Yes, the Variegated Flutterer female’s transparent tips break its actual dragonfly profile to disguise itself as a butterfly. Its slow butterfly-like flight habits further accentuate its mimicry, which it must be using for good effect to catch insect prey fooled into thinking it is a butterfly when in fact it is a dragon in disguise.

The butterflies which inherit poisonous bodies due to their larva feeding on poisnous food plants; such as the ones in the sub-family Danainae are generally slow in their flight habits in order to adequately advertise their danger to potential predators who can have a good long look to avoid an unpleasant meal. Those butterflies with no such poisonous bodies, which mimic the poisnous models in their general colouration, also copy the slow flight habits of the models to appear intimidating just as the poisnous models so confidently do.

I think in slow flight habits Variegated Flutter too may be employing such a strategy to fool its potential predators that it is actually a ‘slow and confident’ nasty one rather than a ‘fast and nervous’ eatable one.

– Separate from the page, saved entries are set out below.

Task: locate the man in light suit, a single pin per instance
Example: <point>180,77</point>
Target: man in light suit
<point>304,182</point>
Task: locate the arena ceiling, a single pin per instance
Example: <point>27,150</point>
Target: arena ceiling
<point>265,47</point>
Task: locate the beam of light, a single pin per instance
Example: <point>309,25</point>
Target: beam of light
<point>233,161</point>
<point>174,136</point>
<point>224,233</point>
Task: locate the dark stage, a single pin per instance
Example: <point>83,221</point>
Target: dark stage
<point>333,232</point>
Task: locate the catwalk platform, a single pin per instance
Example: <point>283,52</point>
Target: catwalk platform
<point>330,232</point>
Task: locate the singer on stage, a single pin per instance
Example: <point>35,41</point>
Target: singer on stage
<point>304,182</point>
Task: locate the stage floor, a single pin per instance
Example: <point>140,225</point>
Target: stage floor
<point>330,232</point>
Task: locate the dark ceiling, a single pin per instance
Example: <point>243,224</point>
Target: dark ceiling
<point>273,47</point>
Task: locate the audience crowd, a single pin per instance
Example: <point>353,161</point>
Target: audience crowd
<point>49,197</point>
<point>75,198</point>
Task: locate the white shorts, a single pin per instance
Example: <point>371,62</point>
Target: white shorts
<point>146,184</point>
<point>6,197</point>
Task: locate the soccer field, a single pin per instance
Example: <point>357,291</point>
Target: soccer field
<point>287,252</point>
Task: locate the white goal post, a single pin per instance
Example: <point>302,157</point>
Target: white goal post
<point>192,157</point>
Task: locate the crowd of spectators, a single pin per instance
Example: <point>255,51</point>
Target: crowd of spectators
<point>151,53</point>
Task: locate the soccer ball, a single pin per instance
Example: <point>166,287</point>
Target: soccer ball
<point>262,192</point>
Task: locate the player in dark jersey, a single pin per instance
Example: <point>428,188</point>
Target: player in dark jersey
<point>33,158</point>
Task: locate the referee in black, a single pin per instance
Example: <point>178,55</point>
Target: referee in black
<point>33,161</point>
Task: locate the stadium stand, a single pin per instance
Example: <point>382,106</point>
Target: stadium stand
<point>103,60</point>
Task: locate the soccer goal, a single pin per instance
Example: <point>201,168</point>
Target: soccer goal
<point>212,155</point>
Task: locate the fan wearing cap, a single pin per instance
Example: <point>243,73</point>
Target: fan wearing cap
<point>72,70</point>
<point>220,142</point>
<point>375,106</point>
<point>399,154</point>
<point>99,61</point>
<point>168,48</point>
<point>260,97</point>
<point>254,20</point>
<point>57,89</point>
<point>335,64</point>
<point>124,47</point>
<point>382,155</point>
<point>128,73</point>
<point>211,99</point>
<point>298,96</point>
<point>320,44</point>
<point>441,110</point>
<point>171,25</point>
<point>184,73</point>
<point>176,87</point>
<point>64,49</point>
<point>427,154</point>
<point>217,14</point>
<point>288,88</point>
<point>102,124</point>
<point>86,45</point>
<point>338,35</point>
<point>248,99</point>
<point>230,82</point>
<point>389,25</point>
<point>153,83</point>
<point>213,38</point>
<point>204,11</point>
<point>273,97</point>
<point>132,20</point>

Talking about mimicry, yesterday I stumbled upon a 'gem' in my home garden perfecting this art. And that particular case of mimicry has not been described by anybody. I am trying to write it up to a more formal publication first. Await the fullness of time.... (just as Sir. Humphrey Appleby would say)

Sandpiper (Lin) said...

These are wonderful close-up shots of some very pretty subjects, Amila! It's making me want to get out with my camera today, but the weather is brutally hot. We'll see. :-)

ST said...

Can't think of the words, too much jealousy, getting in the way.;-)

Amila Salgado said...

Hi Lin,
I haven't gone on a proper trip for days...but I that will change this month. Sounds like it very much the summer over there. Have a good shoot!

Hi ST,
hehe..I will take it as a compliment so, thanks! A bird report is long overdue here but these critters are keeping me busy, which I know you don't mind.

Doug Taron said...

Great dragonfly photos. We tried putting dragonflies from the US and Malaysia into our butterfly exhibit here in Chicago. It didn't work well- they flew to the ceiling and stayed there. Because of its flight pattern, I wondered if Rhyothemis might not have done better. Unfortunately, we were never able to work with that species. Nice blog.

Amila Salgado said...

Hi Doug,
Bruce had told me about you and your blog and I am glad that you dropped by. Interesting to hear how the said dragons behaved in the exhibit. Rhyothemis would be interesting one to try out.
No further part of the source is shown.